Eğer sebze, meyve, yağsız süt ve tahıl gibi doğal yağsız besinler alıyorsanız bu doğru ama yağısız kurabiye ya da kek gibi yapay ürünler karbonhidrat yönünden zengindir ve bol kalorilidir. Bu tip besinleri çok miktarda tükettiyseniz, bu kalorileri almış olursunuz.

"Egzersiz yaparsanız, daha fazla kaloriye yer açmış olursunuz."


Bir buçuk kilometre yürürseniz 100 kalori yakarsınız ve bu pek fazla sayılmaz. Eğer "Egzersiz yaptım, artık ne istersem yiyebilirim" diye düşünürseniz, hiçbir ilerleme kaydedemeyeceğiniz, yani bir gram bile veremeyeceğiniz kesin.

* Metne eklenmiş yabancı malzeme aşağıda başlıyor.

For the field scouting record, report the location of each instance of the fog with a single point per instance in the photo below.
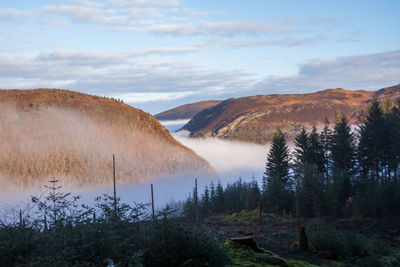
(230, 159)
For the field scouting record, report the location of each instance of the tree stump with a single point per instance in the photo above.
(303, 240)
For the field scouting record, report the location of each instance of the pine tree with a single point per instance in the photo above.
(276, 181)
(326, 140)
(343, 152)
(373, 143)
(205, 201)
(219, 198)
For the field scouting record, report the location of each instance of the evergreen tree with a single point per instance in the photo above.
(374, 143)
(276, 181)
(343, 152)
(219, 198)
(326, 140)
(205, 201)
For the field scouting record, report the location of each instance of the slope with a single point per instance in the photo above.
(255, 118)
(186, 111)
(72, 136)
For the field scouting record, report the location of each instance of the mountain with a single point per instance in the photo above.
(186, 111)
(255, 118)
(72, 136)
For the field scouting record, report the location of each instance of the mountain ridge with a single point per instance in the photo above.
(53, 132)
(186, 111)
(255, 118)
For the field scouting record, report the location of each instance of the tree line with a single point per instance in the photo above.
(339, 171)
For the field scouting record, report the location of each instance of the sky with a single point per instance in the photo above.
(158, 54)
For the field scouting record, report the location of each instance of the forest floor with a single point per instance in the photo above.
(344, 242)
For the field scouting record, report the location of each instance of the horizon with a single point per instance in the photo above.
(156, 55)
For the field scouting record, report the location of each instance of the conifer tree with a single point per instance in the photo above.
(276, 180)
(343, 152)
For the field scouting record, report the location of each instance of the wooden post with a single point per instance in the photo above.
(152, 201)
(197, 201)
(115, 188)
(303, 241)
(45, 222)
(259, 216)
(20, 218)
(297, 209)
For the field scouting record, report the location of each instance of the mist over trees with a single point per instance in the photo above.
(339, 171)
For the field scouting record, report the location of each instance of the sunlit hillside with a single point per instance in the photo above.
(48, 132)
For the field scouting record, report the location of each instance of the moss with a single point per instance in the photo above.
(245, 256)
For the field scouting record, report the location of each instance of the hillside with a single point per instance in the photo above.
(72, 136)
(255, 118)
(186, 111)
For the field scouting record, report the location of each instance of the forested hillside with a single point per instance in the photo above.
(48, 132)
(337, 172)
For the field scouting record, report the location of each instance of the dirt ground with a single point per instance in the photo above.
(279, 233)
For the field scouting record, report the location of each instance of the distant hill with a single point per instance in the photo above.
(255, 118)
(72, 136)
(186, 111)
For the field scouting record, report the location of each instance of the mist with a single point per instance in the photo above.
(230, 159)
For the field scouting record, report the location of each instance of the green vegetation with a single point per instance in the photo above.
(247, 256)
(64, 234)
(339, 172)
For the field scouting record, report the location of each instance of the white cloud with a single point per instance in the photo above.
(370, 71)
(12, 13)
(283, 42)
(145, 3)
(152, 96)
(175, 29)
(118, 73)
(87, 14)
(233, 28)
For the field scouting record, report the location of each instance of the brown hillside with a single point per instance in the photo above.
(255, 118)
(70, 135)
(186, 111)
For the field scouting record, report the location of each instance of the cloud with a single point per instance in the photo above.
(233, 28)
(145, 3)
(12, 14)
(86, 14)
(284, 42)
(152, 96)
(369, 71)
(118, 74)
(175, 29)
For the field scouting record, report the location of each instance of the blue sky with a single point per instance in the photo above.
(157, 54)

Unutmayın tek başına spor, ya da tek başına diyet hiçbir işe yaramaz.

"Zeytinyağı diğer yağlardan daha az kalorilidir."

Zeytinyağı kalp sağlığını koruduğu için her zaman iyi bir seçimdir, fakat tıpkı diğer yağlar gibi, bir kaşık zeytinyağında da 125 kalori vardır.

"Gece alınan kaloriler gündüz alınanlara göre yağa daha hızlı dönüşür."

Eğer geç saatte kalori alırsanız ve bu kalorileri gece yakamazsanız, ertesi gün yakarsınız. Tabii ki gece geç saatte yemek yemek kilo vermenizi sağlayacaktır, ancak verdiğiniz miktarı gün boyu az tutmuşsanız... Yani bunun saatle ilgisi yok.